I briefly mentioned it in the lens forum. Here's the rundown.
A couple months ago, the Joseph Joseph spaghetti measure was discovered here as a possible lens aperture. I picked one up for $7 at amazon. If you get one, make sure it has the darker blades.
I bought a $0.50 magnifying glass of 2" diameter at a local seller of imported mass produced junk. (Big Als Super Value Odd Lot Outlet) I'm sure your local dollar store has something similar. At the store, it formed an image roughly 10" away from itself, so I figured it would be useful.
I used some dark black flocking. Google telescope flocking for details.

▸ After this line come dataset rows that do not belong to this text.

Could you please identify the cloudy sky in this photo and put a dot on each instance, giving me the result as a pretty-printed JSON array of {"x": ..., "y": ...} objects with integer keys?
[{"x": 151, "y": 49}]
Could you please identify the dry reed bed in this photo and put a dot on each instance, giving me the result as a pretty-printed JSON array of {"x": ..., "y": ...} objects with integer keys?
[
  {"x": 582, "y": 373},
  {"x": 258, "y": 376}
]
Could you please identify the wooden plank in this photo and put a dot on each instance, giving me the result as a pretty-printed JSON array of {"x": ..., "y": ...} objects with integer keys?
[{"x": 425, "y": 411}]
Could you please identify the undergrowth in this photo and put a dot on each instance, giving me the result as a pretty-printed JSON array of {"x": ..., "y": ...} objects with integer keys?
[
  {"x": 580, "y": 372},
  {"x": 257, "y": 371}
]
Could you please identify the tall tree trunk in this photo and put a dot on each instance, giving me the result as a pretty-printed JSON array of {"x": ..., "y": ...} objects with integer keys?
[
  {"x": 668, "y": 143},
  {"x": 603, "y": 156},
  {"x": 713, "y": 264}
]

It's good stuff to have around if you are fixing or improving old cameras. A 2' sheet of this goes a long ways.
I had a scrap piece of 2" schedule 40 pipe laying around. I'm the type of tinkerer that has the will and space to keep junk around most people throw away and then repurchase from the hardware store years later.
This is not built to commercial quality; It's for fun.

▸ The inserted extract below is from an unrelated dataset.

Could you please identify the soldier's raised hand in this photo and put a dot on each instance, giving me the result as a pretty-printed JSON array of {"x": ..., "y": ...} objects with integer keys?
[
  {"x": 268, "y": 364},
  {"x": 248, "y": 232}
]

I spaced the aperture distance from the lens, not on hard science but after looking at other single element/group lenses. Lenses I've looked at or tried in person include the Kodak portrait 305, 405, Reinhold Wollaston, Spencer Port-land, P&S Series I, etc.. I got out my hacksaw and cut some pipe about 2" long.
The lens is held in by a retainer ring made of a black zip tie which is hotglued in place. The lens received two small dabs of hot glue inside to keep it in place. The interior of the barrel is flocked. The back of the lensboard is flocked because hotglue does not block light; the lens is mounted to the lensboard with hotglue. I spent about an hour making it and spent more on the film testing it than actual construction costs.
_DSC7020 by philbrookjason, on Flickr
_DSC7018 by philbrookjason, on Flickr
In using the lens, my setup cast an image about 10" from the rear of the glass, and the lens was 2" in diameter, so I estimated a aperture of f5. It seems plenty accurate.
Be warned. There is some tiny element of motion blur in these photos. You don't sit a 4yo in the studio with a sugary snack and shoot 1/10-1/20 sec and expect them to freeze for the camera.
Below is a photo from the lens wide open. Looks like she moved a little bit out of the plane of focus, but it's still a pleasing image. You'll not the hair around the ears and ventilation holes in the shirt are sharper.
img226 by philbrookjason, on Flickr
Comparison to 8.75" verito at about f5. I think this is a little sharper as the verito sharpens up REAL fast as you stop down a little bit. A wide open verito would probably look similar in this particular lighting setup.